Long term nursing: social care or health care?
BMJ 2000; 320 doi: https://doi.org/10.1136/bmj.320.7226.5 (Published 01 January 2000) Cite this as: BMJ 2000;320:5Judgment clarified the law but did not remedy its unfairness
- Andrea Loux, senior research fellow, constitution unit,
- Susan Kerrison, Rubins research fellow, health policy and health services research unit,
- Allyson M Pollock, professor, health policy and health services research unit
- School of Public Policy, University College London, London WC1E 6BT
The Court of Appeal last year lent support to the Royal Commission on Long Term Care in a case that marked a watershed in the politics of long term care in Britain.

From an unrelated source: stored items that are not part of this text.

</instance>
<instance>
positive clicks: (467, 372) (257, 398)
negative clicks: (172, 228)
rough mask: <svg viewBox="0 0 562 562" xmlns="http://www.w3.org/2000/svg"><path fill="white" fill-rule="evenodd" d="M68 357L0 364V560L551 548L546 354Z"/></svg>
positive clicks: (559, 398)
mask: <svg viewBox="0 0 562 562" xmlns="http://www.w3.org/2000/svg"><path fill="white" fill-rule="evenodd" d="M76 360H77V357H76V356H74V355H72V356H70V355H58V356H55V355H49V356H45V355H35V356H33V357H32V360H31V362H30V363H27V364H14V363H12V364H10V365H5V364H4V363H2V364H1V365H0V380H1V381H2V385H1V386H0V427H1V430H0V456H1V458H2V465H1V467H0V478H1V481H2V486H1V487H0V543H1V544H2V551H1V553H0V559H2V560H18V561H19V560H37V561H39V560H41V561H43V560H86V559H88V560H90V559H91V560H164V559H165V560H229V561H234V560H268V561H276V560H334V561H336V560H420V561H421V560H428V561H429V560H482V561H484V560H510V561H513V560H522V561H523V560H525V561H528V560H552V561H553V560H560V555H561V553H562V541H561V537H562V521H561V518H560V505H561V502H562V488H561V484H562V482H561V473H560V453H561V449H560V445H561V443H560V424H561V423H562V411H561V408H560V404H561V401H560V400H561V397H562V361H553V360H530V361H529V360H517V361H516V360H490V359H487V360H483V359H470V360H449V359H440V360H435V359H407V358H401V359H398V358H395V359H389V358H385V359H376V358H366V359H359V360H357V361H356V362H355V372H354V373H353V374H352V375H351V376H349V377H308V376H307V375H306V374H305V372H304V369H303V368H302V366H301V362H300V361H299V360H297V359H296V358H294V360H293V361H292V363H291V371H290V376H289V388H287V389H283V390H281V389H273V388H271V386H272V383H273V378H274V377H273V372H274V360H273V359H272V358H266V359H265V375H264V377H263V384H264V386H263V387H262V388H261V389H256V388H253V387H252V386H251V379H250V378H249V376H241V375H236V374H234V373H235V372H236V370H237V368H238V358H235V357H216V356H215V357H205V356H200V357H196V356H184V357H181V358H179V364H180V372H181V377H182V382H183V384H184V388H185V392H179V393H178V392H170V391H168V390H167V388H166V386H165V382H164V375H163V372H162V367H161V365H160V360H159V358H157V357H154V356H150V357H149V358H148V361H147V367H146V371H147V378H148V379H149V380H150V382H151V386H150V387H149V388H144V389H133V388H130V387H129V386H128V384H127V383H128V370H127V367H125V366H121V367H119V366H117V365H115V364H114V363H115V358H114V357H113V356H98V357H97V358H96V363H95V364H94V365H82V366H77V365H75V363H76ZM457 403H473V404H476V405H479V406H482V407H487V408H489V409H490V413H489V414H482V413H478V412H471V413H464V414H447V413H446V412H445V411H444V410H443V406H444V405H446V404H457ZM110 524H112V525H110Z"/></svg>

The Department of Heath guidance that followed the judgment is a partial retreat from three decades of policy which has seen responsibility for funding long term care shift from the NHS to individuals and local authorities.

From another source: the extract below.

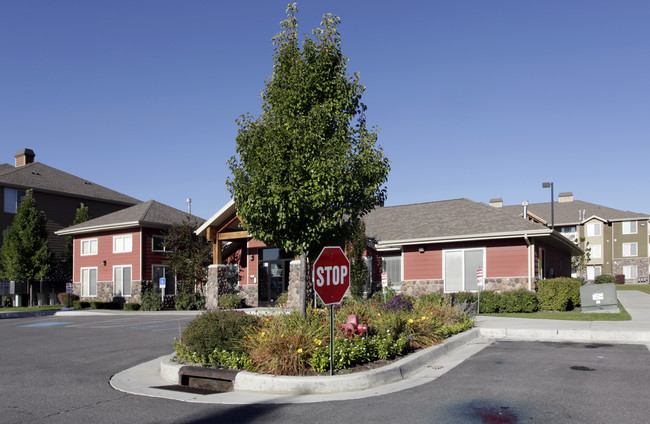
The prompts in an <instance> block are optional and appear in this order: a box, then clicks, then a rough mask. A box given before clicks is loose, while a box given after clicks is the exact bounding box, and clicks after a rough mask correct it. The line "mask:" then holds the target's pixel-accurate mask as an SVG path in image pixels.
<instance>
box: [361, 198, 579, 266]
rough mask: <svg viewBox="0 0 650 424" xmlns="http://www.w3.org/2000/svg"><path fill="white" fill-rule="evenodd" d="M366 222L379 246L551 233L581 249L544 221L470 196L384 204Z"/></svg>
mask: <svg viewBox="0 0 650 424" xmlns="http://www.w3.org/2000/svg"><path fill="white" fill-rule="evenodd" d="M364 222H365V225H366V235H367V237H369V238H371V239H374V241H375V243H376V244H375V246H376V248H377V249H379V250H382V249H393V248H399V247H400V246H404V245H409V244H422V243H448V242H454V241H466V240H493V239H503V238H520V237H521V238H523V237H531V238H533V237H549V238H550V239H553V243H555V244H558V243H559V244H561V245H563V246H565V248H568V249H569V250H571V251H572V254H580V253H582V252H581V251H580V249H579V248H578V247H577V246H575V244H574V243H572V242H570V241H568V240H567V239H566V238H565V237H563V236H562V235H560V234H559V233H557V232H554V231H551V229H549V228H548V227H546V226H544V225H541V224H538V223H535V222H532V221H529V220H527V219H523V218H520V217H517V216H514V215H512V214H509V213H505V212H503V211H501V210H499V209H498V208H494V207H492V206H488V205H486V204H484V203H479V202H474V201H472V200H469V199H454V200H444V201H438V202H429V203H417V204H411V205H401V206H389V207H382V208H378V209H375V210H374V211H372V212H370V213H369V214H368V215H366V216H365V217H364Z"/></svg>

The landmark case was brought by Pamela Coughlan, who sought judicial review of a health authority's decision to close the NHS home, Mardon House, where she had been promised “a home for life.” Ms Coughlan, rendered quadriplegic in a road accident in 1971, won at both the High Court and the Court of Appeal. The health authority was forced to make good its promise, and the court upheld Ms Coughlan's right under article 8 of the European Convention of Human Rights to respect for her home.1 In the High Court the judge went further and declared that nursing is “health care” and can never be “social care.”2 The effect of that judgment would have been to make the NHS responsible once more for long term nursing care and the extra costs of some 200 000 residents whose nursing home places are funded by the local authority, the Department of Social Security, or private payers.